During the march, police separated a small group of anti-fascist protesters and took them by bus to another location.

Radical right-wing groups in the Netherlands have often joined demonstrations against the restrictions on COVID-19, and police wanted to make sure there were no confrontations with anti-fascist activists.

The Netherlands had one of the toughest blockades in Europe during the month-end holiday season.

Thousands of people protested against the policies of the Dutch governmentThousands of people protested in Amsterdam against anti-coronary measures by the Dutch government [Peter Dejong/AP Photo]

Amid growing public opposition, Prime Minister Mark Rutte announced on Friday that he would reopen shops, hairdressers and gyms, despite partially removing the blockade despite a record number of new COVID-19 cases.

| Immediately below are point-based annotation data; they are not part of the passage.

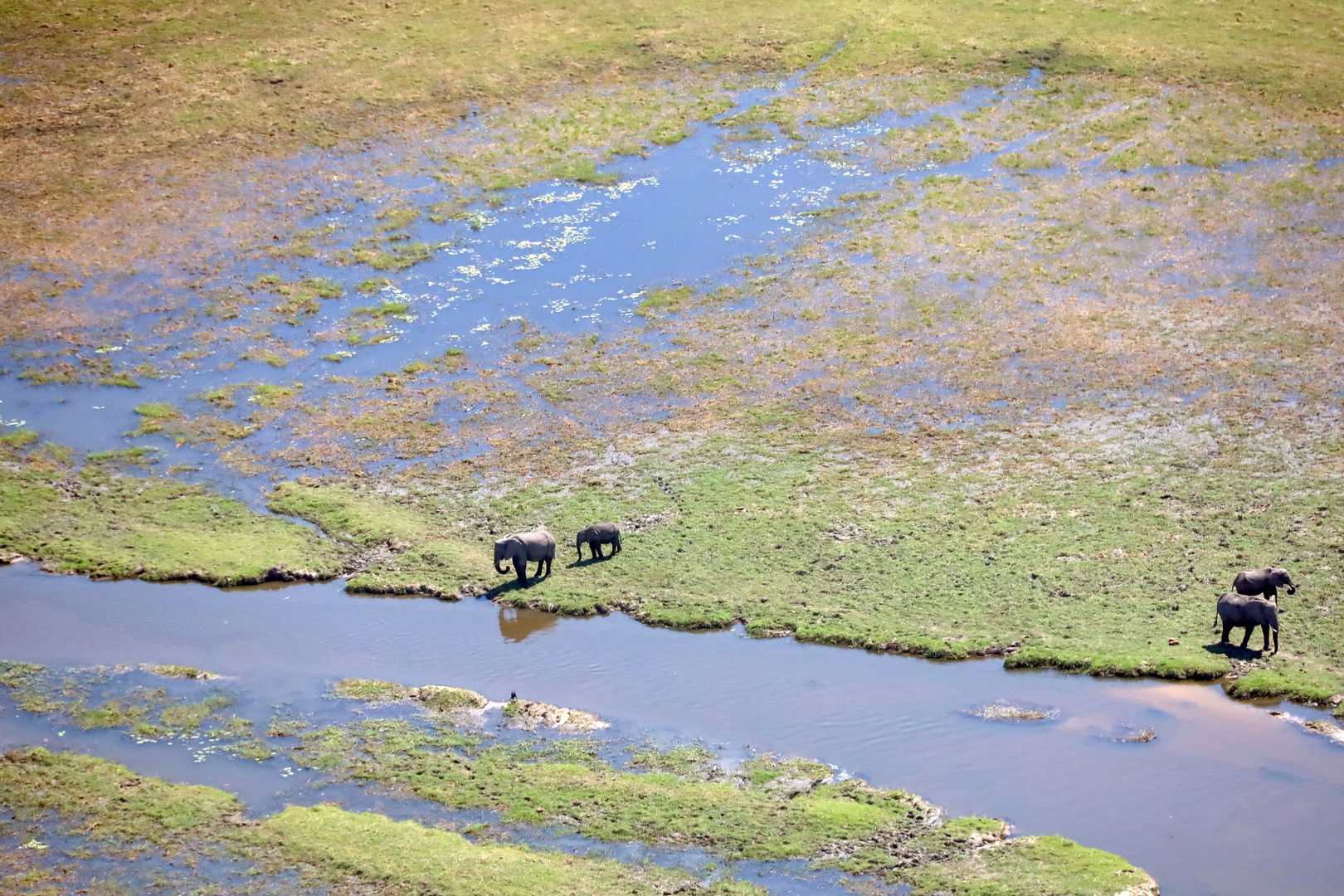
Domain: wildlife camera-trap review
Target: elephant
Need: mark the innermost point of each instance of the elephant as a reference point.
(1266, 582)
(522, 548)
(1246, 611)
(596, 536)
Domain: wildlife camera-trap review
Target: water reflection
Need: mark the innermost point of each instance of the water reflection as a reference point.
(1218, 776)
(516, 625)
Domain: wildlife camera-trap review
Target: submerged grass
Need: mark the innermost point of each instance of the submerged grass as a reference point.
(132, 86)
(95, 522)
(767, 809)
(110, 806)
(882, 548)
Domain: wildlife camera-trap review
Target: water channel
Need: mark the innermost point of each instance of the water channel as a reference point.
(1226, 800)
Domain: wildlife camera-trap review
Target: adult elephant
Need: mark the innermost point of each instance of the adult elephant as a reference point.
(1266, 582)
(1246, 611)
(522, 548)
(596, 536)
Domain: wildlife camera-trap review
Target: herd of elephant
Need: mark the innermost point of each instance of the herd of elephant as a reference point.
(538, 547)
(1252, 603)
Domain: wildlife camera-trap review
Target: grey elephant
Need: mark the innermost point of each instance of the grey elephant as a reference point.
(596, 536)
(1266, 582)
(522, 548)
(1246, 611)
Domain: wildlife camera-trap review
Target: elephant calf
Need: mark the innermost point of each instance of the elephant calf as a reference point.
(596, 536)
(1248, 611)
(522, 548)
(1266, 582)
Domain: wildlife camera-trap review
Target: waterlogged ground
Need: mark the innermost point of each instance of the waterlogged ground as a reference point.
(1163, 804)
(1022, 363)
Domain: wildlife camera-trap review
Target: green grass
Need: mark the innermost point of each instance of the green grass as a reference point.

Infections hit a record high of 36,000 on Sunday, according to data released by the Netherlands Institute of Health (RIVM). The Netherlands has recorded more than 3.5 million infections and 21,000 deaths since the pandemic began.

The Rutter government ordered the blockade in mid-December, as a wave of the Delta variant forced the health care system to suspend all care except for the most urgent and it seemed that the rise in Omicron cases would be overwhelmed.

Non-essential shops, hairdressers, hairdressers and other service providers were allowed to reopen on Saturday under strict conditions.

Bars, restaurants and cultural centers have been ordered to be closed until at least January 25, as there is no certainty as to how the Omicron wave will affect hospital capacity.